Philadelphia Inquirer columnist Will Bunch has another one of those "young people don't read anymore" essays in this morning's paper. Here's the response that I just emailed to him:
Dear Will Bunch:
Whenever I see an article or essay about how young people don’t read anymore, my first inclination is to ask its author, “Well, what are you reading now? When’s the last time you read a book?” I run the Bookshop at Bryn Mawr College, where it’s obvious that there are still students, faculty and staff on our campus who read books. Not everyone and maybe not at the volume we’d like, but the basic idea that books are a part of our lives holds here. If that’s not necessarily true in all elements of society, can we blame kids?
Young people are an easy mark, so columns like yours cast aspersions without targeting the unbooked grown-ups who have erased books. I’m not talking about conservatives (and sometimes liberals) who practice censorship. Bad as that is, I’m even more concerned by something that’s more widespread, more pernicious, and more accepted: the simple removal of books from our presence.
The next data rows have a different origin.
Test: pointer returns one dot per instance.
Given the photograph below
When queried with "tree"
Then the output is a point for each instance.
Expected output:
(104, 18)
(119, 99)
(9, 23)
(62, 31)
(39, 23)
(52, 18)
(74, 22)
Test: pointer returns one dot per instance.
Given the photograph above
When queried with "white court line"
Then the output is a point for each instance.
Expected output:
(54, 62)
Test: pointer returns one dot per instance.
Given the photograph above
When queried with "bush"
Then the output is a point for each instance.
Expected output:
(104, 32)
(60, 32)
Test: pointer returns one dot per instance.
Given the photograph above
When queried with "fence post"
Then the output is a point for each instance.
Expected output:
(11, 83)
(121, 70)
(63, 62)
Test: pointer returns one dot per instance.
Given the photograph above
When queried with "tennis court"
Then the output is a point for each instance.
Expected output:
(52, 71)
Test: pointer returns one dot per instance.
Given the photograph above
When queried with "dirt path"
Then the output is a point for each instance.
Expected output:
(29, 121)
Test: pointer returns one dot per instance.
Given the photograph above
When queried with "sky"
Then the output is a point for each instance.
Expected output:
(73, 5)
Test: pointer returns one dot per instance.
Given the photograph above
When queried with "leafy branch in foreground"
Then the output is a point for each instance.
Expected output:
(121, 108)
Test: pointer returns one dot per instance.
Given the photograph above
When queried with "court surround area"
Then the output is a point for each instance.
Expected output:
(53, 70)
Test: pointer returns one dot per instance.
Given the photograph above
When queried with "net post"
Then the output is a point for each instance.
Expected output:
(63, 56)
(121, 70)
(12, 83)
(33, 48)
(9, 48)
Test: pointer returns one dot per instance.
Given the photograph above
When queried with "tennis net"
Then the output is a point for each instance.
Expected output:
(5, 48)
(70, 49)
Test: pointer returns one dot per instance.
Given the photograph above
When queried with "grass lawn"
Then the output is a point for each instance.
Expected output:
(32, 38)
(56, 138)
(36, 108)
The Inquirer is reporting again this weekend on the lack of libraries in Philadelphia public schools. The lack of books in schools and the lack of qualified librarians to help kids find books that will engage and excite them is an enormous missed opportunity. This is also taking place in higher education, where books are outsourced to online vendors — out of sight, out of mind — and college “bookstores” have become “campus stores,” reduced to peddling logoed merch. Another missed opportunity, especially sad in communities that are supposed to be about knowledge and discovery.
Even your own newspaper has more or less banished books from its pages. The Inquirer used to offer excellent coverage of books, with reviews every Sunday and other notes about the local literary scene. Now, we might see the occasional piece about a local bookstore — we are fortunate to have so many in our area — but an article just about a book? The Inquirer does not do this often enough.
So perhaps the real question isn’t “When’s the last time you read a book” but instead “What gives you the standing to complain about anyone’s reading habits, let alone the young people who made none of the decisions that removed books from their lives?”
You get to a reasonable place, more or less, by the end of your column: yes, we need to instill a love of reading early. But this isn’t really about early, it’s about always. And if books aren’t always present, how is it that we can expect anyone to read them?